Now, the system to brainstorm test ideas for was a typical untypical web application. Something known like signing up for a user account, something unknown due to the specific domain. We started with ideas around negative testing, UI testing, smoke testing, and workflow testing. Going forward, we produced a lot more ideas, asking so many questions about the product, and also about testing itself.
  • Would you consider different browser settings like turning JavaScript off as negative testing? It could be a normal use case for certain users.
  • What about high security settings or incognito modes? Some users just care more about privacy than others, still they don't mean any harm to your application.
  • What about popup blockers or ad blockers? They are quite frequently used.
  • How to best limit the input for a name field? This made me think of Gojko Adzic's recent book Humans vs Computers as well as his famous Chrome extension Bug Magnet, a really useful tool to quickly test out valid or invalid input values.
  • Or the Big List of Naughty Strings! I've known it for a long time but haven't used that one much yet. There's definitely more to it.
  • This brought up the topic of SQL injection, a common vulnerability to check for. In general, user data must not be at risk, so let's see if we can get login information, take over user sessions, or simply can view other user's unsecured pages.
  • What about tampering with system settings like your local time, could you trick the application to provide you better offers that are based on dates?
  • You send emails? Really important to test those properly then. In one of my previous teams, formatted emails were displayed very differently using different email clients. Are the parameters of the email template filled with the correct values depending on given conditions? Are potential images attached that need to be downloaded? Are the links correct? Could the email be considered as junk and filtered out? How long does it take to receive the email?

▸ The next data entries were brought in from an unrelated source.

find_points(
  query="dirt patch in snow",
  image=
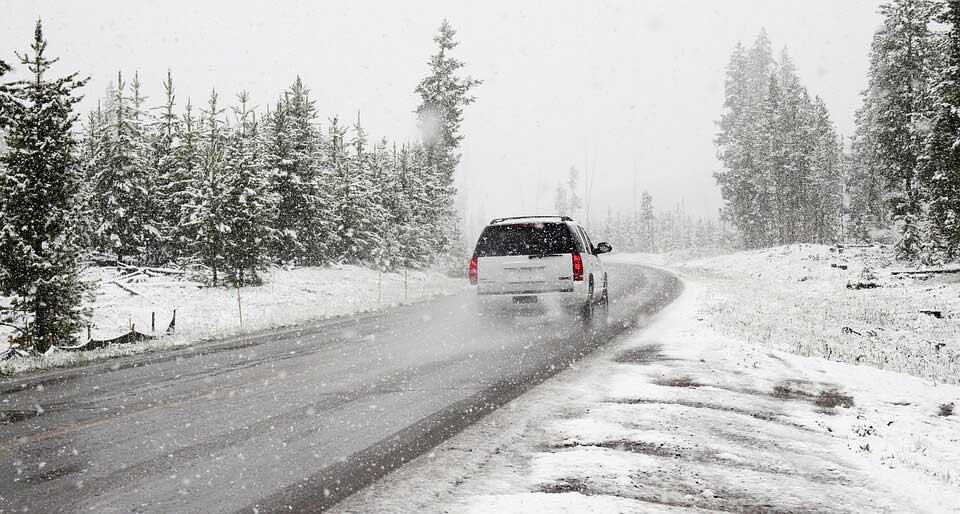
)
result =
(646, 354)
(757, 414)
(683, 381)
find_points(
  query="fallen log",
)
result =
(926, 271)
(125, 288)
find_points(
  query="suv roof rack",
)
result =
(498, 220)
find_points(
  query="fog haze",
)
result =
(625, 91)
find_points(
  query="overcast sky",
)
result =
(628, 89)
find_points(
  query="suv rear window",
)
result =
(524, 239)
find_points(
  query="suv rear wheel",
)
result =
(587, 309)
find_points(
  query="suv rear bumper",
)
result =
(561, 299)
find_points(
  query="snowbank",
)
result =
(841, 304)
(287, 297)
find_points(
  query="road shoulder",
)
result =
(677, 417)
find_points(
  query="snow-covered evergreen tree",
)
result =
(293, 156)
(900, 65)
(779, 153)
(941, 153)
(356, 207)
(171, 176)
(121, 181)
(247, 204)
(444, 93)
(205, 204)
(40, 179)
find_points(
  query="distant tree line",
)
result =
(782, 159)
(645, 230)
(904, 163)
(229, 189)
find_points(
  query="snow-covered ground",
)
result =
(688, 416)
(287, 297)
(796, 298)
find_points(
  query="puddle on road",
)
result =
(15, 416)
(647, 354)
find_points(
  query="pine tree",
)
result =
(865, 183)
(247, 205)
(179, 189)
(293, 155)
(148, 205)
(205, 206)
(355, 207)
(824, 202)
(170, 179)
(942, 146)
(444, 94)
(121, 180)
(6, 101)
(900, 62)
(39, 184)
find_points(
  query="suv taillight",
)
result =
(473, 271)
(577, 267)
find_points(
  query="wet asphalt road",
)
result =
(288, 420)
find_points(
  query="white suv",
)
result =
(540, 259)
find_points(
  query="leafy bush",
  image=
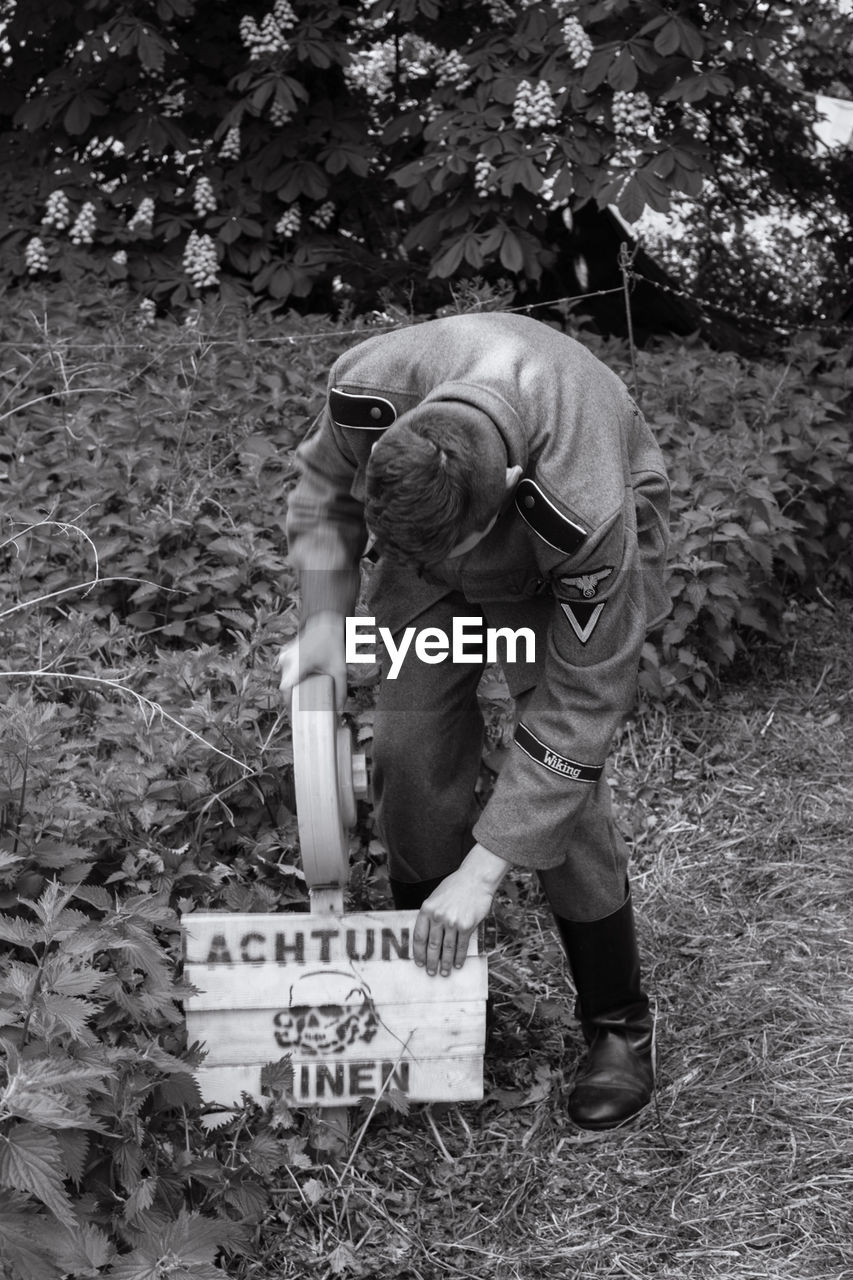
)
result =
(761, 464)
(145, 766)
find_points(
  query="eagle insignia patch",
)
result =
(583, 613)
(587, 583)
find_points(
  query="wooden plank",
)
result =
(343, 1084)
(342, 997)
(454, 1029)
(229, 938)
(273, 986)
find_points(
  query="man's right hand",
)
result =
(318, 648)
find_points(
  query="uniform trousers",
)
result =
(428, 743)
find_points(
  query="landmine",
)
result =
(340, 996)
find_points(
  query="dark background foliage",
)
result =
(340, 150)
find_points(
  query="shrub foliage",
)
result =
(144, 757)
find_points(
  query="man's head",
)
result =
(436, 479)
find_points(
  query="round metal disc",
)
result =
(322, 819)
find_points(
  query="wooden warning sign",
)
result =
(342, 997)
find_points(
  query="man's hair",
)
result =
(434, 476)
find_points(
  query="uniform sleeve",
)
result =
(588, 686)
(325, 530)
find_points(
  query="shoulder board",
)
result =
(546, 520)
(364, 412)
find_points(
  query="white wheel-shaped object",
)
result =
(323, 775)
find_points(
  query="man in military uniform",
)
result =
(503, 474)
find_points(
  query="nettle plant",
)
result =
(761, 465)
(309, 150)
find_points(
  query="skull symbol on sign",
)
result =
(328, 1010)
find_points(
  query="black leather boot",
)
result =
(411, 896)
(616, 1079)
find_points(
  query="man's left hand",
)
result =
(452, 912)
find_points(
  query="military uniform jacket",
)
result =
(584, 535)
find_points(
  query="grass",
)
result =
(743, 1166)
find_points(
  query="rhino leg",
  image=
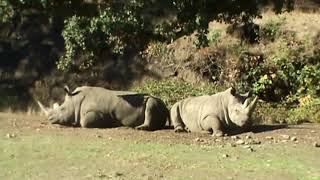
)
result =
(176, 120)
(213, 123)
(149, 113)
(92, 120)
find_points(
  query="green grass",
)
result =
(66, 156)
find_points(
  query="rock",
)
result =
(98, 136)
(285, 136)
(293, 138)
(8, 135)
(225, 155)
(269, 137)
(240, 142)
(234, 137)
(198, 140)
(255, 142)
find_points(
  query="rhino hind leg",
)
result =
(155, 115)
(213, 124)
(94, 120)
(176, 120)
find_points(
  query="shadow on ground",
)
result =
(258, 129)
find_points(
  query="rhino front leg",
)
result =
(148, 113)
(176, 120)
(213, 123)
(91, 120)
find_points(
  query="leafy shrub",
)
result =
(214, 37)
(172, 91)
(87, 37)
(307, 111)
(269, 113)
(271, 30)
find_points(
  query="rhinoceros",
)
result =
(214, 113)
(97, 107)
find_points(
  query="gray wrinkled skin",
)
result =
(96, 107)
(224, 110)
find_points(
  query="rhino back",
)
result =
(118, 107)
(194, 110)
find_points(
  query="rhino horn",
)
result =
(45, 110)
(252, 105)
(55, 105)
(246, 103)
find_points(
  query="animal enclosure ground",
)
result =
(31, 148)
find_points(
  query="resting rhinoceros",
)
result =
(96, 107)
(215, 113)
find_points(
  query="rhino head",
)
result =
(64, 114)
(239, 107)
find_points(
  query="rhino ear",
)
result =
(67, 89)
(232, 91)
(247, 94)
(69, 93)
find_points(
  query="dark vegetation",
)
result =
(46, 44)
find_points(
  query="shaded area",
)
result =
(257, 129)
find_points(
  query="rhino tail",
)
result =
(44, 109)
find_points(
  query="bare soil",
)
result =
(32, 148)
(307, 133)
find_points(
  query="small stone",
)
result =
(98, 136)
(8, 135)
(255, 142)
(240, 141)
(285, 137)
(293, 138)
(225, 155)
(269, 137)
(234, 137)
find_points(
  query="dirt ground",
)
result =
(267, 151)
(307, 133)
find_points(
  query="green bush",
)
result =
(271, 30)
(172, 91)
(307, 111)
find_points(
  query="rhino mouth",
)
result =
(48, 112)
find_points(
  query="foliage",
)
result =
(290, 72)
(214, 37)
(91, 27)
(6, 11)
(171, 91)
(308, 111)
(271, 30)
(88, 37)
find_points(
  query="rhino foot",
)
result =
(179, 129)
(143, 127)
(217, 134)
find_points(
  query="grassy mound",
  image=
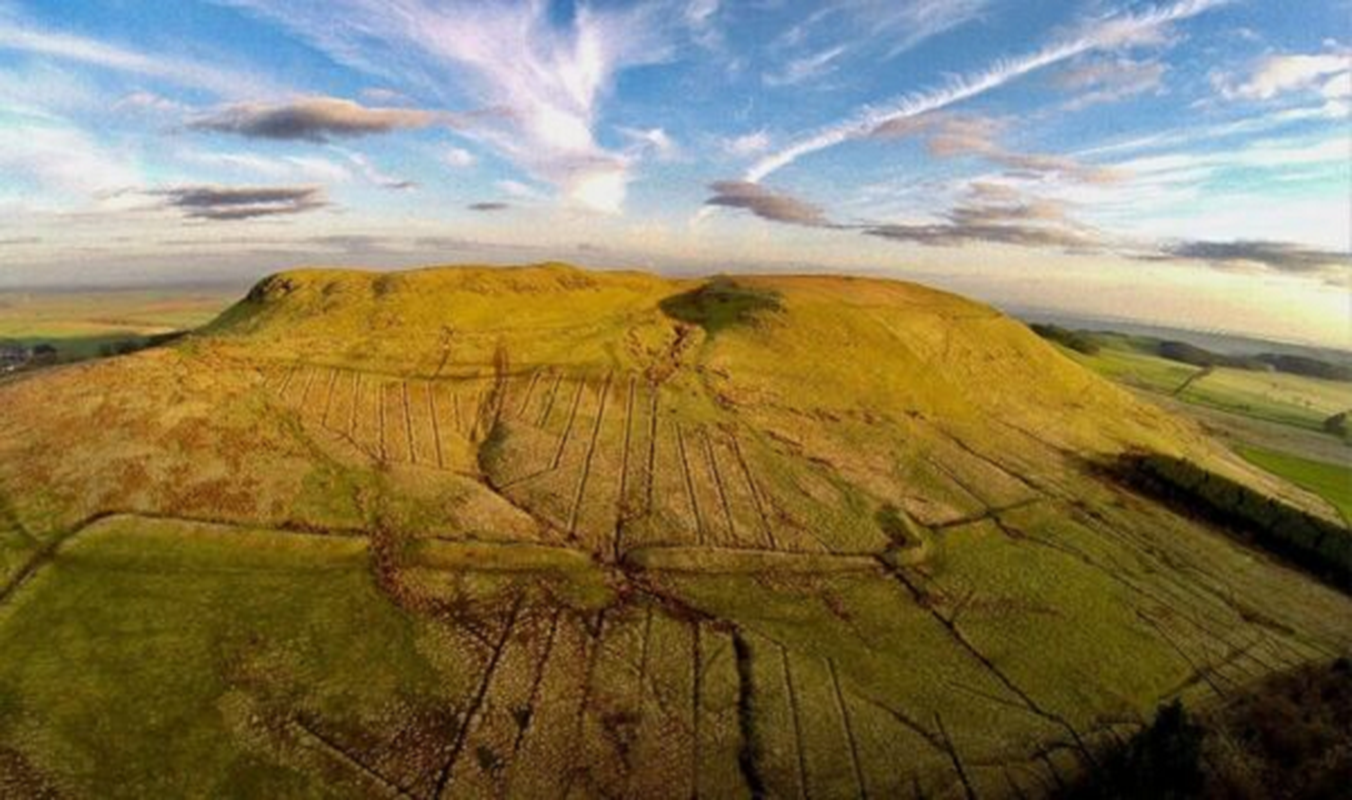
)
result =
(542, 531)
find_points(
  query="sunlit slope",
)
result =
(545, 531)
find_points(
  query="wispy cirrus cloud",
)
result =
(218, 203)
(949, 135)
(545, 79)
(1106, 34)
(22, 35)
(311, 119)
(1326, 73)
(1110, 80)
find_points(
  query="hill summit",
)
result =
(552, 531)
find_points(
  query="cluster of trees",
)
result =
(1078, 341)
(1289, 735)
(1314, 543)
(129, 346)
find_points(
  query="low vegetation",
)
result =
(1332, 481)
(1312, 542)
(1289, 735)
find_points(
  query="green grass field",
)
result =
(1276, 396)
(1332, 481)
(1272, 396)
(80, 323)
(1137, 369)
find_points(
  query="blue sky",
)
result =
(1183, 162)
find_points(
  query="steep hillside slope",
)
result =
(545, 531)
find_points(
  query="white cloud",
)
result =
(1279, 75)
(806, 68)
(457, 157)
(1110, 80)
(25, 37)
(61, 164)
(519, 189)
(655, 142)
(752, 143)
(540, 81)
(1110, 34)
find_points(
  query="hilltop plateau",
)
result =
(544, 531)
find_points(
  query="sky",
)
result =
(1183, 164)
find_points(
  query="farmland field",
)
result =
(1332, 481)
(79, 323)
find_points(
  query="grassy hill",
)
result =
(545, 531)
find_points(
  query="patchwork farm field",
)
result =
(81, 323)
(1332, 481)
(545, 533)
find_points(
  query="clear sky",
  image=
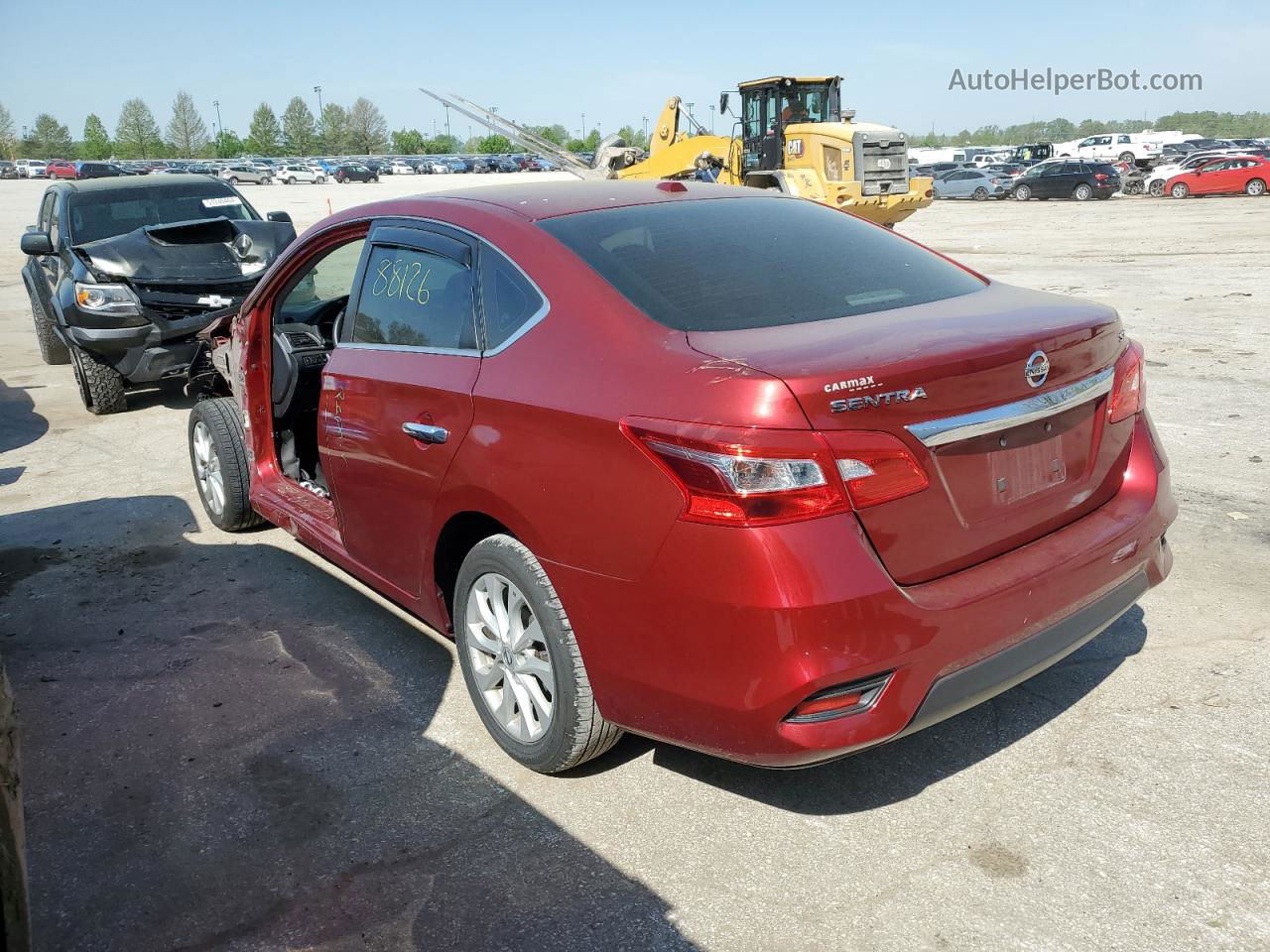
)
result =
(545, 62)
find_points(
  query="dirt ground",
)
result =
(231, 746)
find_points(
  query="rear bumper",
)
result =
(731, 629)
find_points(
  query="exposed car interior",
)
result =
(305, 325)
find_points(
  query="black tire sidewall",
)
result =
(238, 513)
(545, 753)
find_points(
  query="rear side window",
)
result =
(739, 263)
(416, 298)
(508, 298)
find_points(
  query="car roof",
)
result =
(553, 199)
(131, 181)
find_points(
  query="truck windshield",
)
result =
(739, 263)
(111, 212)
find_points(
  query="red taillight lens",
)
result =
(876, 467)
(743, 476)
(1128, 390)
(753, 476)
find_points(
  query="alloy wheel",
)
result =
(509, 657)
(207, 468)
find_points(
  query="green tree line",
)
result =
(358, 128)
(1203, 123)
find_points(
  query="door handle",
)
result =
(425, 433)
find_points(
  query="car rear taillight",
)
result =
(739, 476)
(1128, 389)
(876, 467)
(743, 476)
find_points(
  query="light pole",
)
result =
(321, 127)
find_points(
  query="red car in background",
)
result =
(60, 169)
(1227, 176)
(722, 467)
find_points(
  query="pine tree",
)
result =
(137, 134)
(187, 134)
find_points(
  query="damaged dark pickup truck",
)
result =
(123, 273)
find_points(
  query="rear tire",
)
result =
(53, 348)
(217, 456)
(100, 385)
(539, 656)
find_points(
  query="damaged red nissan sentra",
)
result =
(721, 467)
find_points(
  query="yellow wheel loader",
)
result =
(792, 136)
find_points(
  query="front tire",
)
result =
(100, 385)
(53, 348)
(521, 661)
(217, 456)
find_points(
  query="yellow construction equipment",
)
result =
(792, 136)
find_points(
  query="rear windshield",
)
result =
(100, 214)
(739, 263)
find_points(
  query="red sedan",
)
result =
(1227, 176)
(726, 468)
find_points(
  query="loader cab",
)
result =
(770, 104)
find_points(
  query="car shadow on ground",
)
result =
(225, 749)
(19, 422)
(894, 772)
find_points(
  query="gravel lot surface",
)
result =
(232, 746)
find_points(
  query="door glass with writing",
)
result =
(416, 298)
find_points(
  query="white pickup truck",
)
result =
(1112, 146)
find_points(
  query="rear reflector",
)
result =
(742, 476)
(1128, 390)
(838, 701)
(876, 467)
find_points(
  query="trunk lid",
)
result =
(964, 357)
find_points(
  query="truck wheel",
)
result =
(217, 454)
(53, 348)
(100, 385)
(521, 662)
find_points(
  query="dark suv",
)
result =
(354, 172)
(123, 272)
(1067, 179)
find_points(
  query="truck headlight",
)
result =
(114, 299)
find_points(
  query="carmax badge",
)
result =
(866, 400)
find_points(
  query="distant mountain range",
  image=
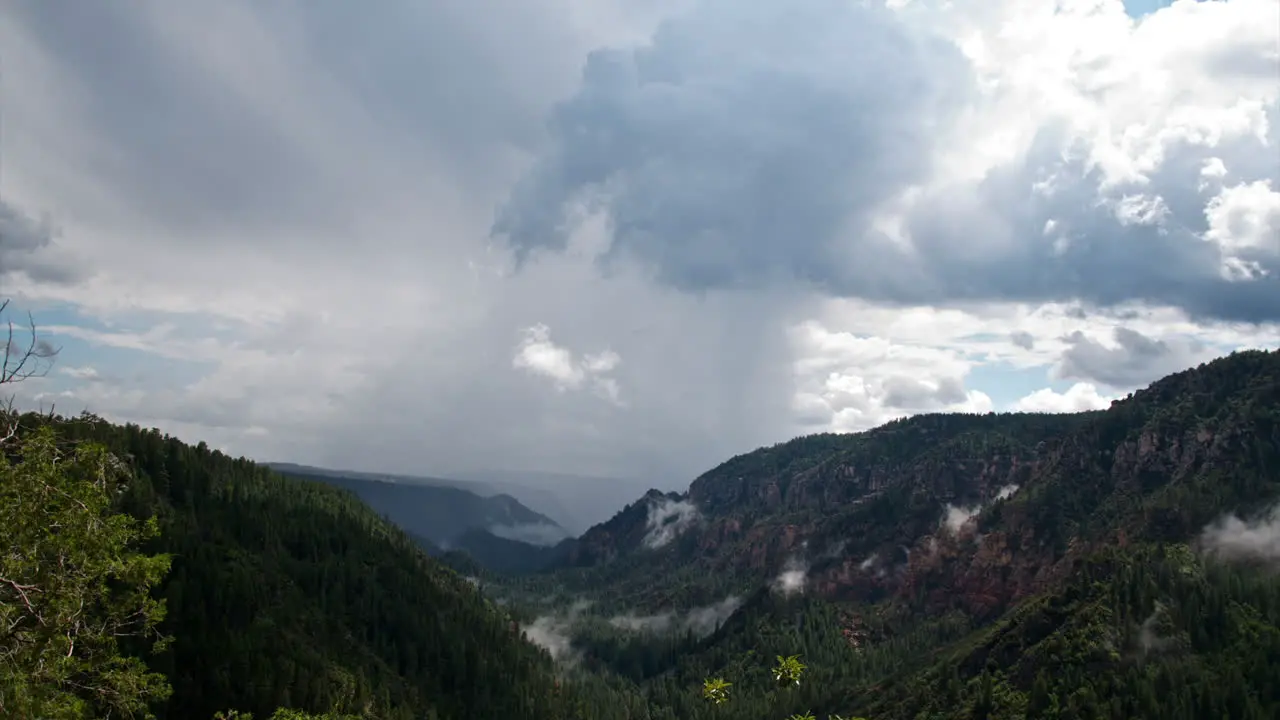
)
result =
(437, 510)
(575, 502)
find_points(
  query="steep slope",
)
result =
(289, 593)
(533, 493)
(968, 566)
(970, 511)
(442, 514)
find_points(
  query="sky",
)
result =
(627, 237)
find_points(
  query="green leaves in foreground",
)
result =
(73, 586)
(786, 673)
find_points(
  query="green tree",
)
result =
(74, 586)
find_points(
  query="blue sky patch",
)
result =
(1141, 8)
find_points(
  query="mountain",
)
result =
(442, 514)
(1011, 496)
(1111, 564)
(293, 593)
(529, 492)
(575, 501)
(1119, 563)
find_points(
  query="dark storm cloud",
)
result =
(233, 115)
(748, 144)
(21, 240)
(735, 147)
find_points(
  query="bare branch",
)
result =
(18, 364)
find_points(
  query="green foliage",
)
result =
(74, 587)
(787, 670)
(287, 593)
(716, 689)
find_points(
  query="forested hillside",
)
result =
(1115, 564)
(1112, 564)
(286, 593)
(443, 514)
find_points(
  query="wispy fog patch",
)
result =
(956, 518)
(533, 533)
(792, 577)
(1233, 538)
(667, 519)
(703, 620)
(1148, 638)
(1006, 492)
(553, 632)
(659, 623)
(700, 620)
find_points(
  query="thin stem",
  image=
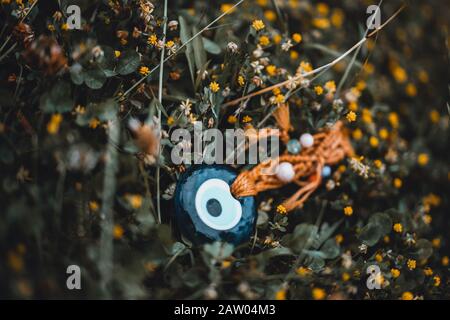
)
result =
(326, 66)
(160, 94)
(181, 47)
(107, 224)
(3, 56)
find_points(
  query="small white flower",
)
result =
(286, 46)
(185, 106)
(232, 47)
(258, 52)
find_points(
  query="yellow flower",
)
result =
(398, 183)
(331, 86)
(305, 66)
(144, 70)
(357, 134)
(399, 74)
(226, 264)
(302, 271)
(361, 85)
(153, 40)
(411, 90)
(93, 206)
(436, 242)
(226, 7)
(411, 263)
(422, 159)
(232, 119)
(345, 276)
(264, 40)
(54, 123)
(246, 119)
(280, 294)
(262, 3)
(407, 295)
(271, 70)
(378, 163)
(277, 39)
(348, 211)
(135, 200)
(321, 23)
(366, 116)
(214, 86)
(434, 116)
(270, 15)
(393, 119)
(293, 55)
(428, 271)
(318, 90)
(281, 209)
(383, 133)
(395, 273)
(297, 37)
(337, 18)
(353, 106)
(170, 44)
(437, 281)
(398, 227)
(93, 123)
(373, 142)
(118, 232)
(351, 116)
(318, 294)
(279, 98)
(258, 25)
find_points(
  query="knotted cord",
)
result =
(330, 147)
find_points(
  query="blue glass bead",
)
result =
(326, 171)
(294, 146)
(205, 209)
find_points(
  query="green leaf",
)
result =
(128, 63)
(211, 46)
(77, 74)
(424, 249)
(58, 99)
(199, 50)
(219, 250)
(370, 234)
(330, 249)
(95, 79)
(383, 221)
(108, 62)
(185, 35)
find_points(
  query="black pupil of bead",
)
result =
(214, 208)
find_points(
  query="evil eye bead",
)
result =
(205, 209)
(294, 146)
(306, 140)
(326, 171)
(285, 172)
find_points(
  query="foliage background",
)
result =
(77, 189)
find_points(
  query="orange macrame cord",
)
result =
(329, 148)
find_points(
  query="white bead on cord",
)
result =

  • What happens if you bookmark the URL while being in the middle of a process to share it with someone else?
  • What about the browser back and also forward buttons, could they lead to unexpected, inconsistent, or simply unpleasant behavior?
  • What about consistency regarding styling? Is the UI accessible, e.g. for color-blind people?
  • Which kind of browsers, browser versions, operating systems/devices, screen resolutions do we really want to support?
  • Would you have manual smoke tests? Why not automate those sanity checks instead of repeating them over and over again?
  • What about alternative paths through the application, mixing up the order in which you can do things or skipping steps - would you still reach your goal as a user? Should you be able to do so or is there a prerequisite for critical things?
  • Have you ever tried the nightmare headline game to discover what would be the worst to go wrong?
  • Oh and: although we received so many emails about it lately - have you really considered GDPR compliance?

Looking Back

Both of us loved the session! Viki said she was really satisfied with the outcome. It was great to hear a different opinion, especially from another fresh tester point of view coming from the outside. Sharing experiences, experiments and stories provided lots of value for both of us. I was really glad my input helped her further, especially regarding testing emails, SQL injection and GDPR. I personally really enjoyed to have a completely different pair testing session, exploring mind maps, challenging ideas and thoughts, discussing structures, procedures, and strategies. Exchanging information about different positions, roles, expectations, and ways of collaboration - which is so important as well when testing. Talking about exploratory testing, what we understand, what we do, how we give feedback and create transparency, how we provide value. Just as Viki said, quoted freely: "Name it like you want, but it's important to deliver value." I so much agree.